Nashville, Tenn. (TN Tribune)- Mark your calendar for September 10th, at 3 p.m. at the Jefferson Street Sound Museum.
The museum is hosting a book signing for Paula Blackman the author of “Night Train To Nashville the Greatest Untold Story of Music City.”
Set against the backdrop of Jim Crow, Night Train to Nashville takes readers behind the curtain of one of music’s greatest untold stories during the era of segregation and Civil Rights.
In another time and place, E. Gab Blackman and William Sousa “Sou” Bridgeforth might have been as close as brothers, but in 1950s Nashville they remained separated by the color of their skin. Gab, a visionary yet opportunistic radio executive, saw something no one else did: a vast and untapped market with the R&B scene exploding in Black clubs across the city. He defied his industry, culture, government, and even his own family to broadcast Black music to a national audience.

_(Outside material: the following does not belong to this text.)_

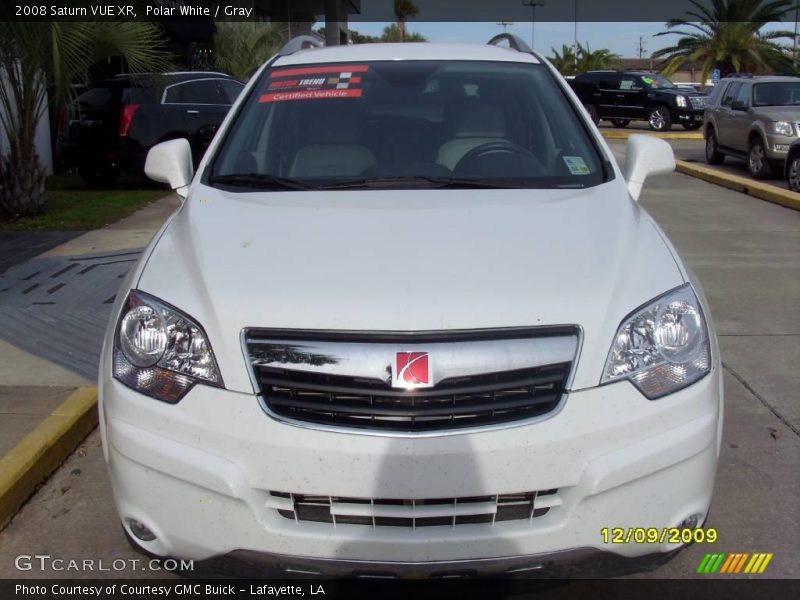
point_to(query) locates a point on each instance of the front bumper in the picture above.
(688, 115)
(199, 475)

Sou, the popular kingpin of Black Nashville and a grandson of slaves, led this movement into the second half of the twentieth century as his New Era Club on the Black side of town exploded in the aftermath of this new radio airplay. As the popularity of Black R&B grew, integrated parties and underground concerts spread throughout the city, and this new scene faced a dangerous inflection point: Could a segregated society ever find true unity?
Taking place during one of the most tumultuous times in US history, Night Train to Nashville explores how one city, divided into two completely different and unequal communities, demonstrated the power of music to change the world.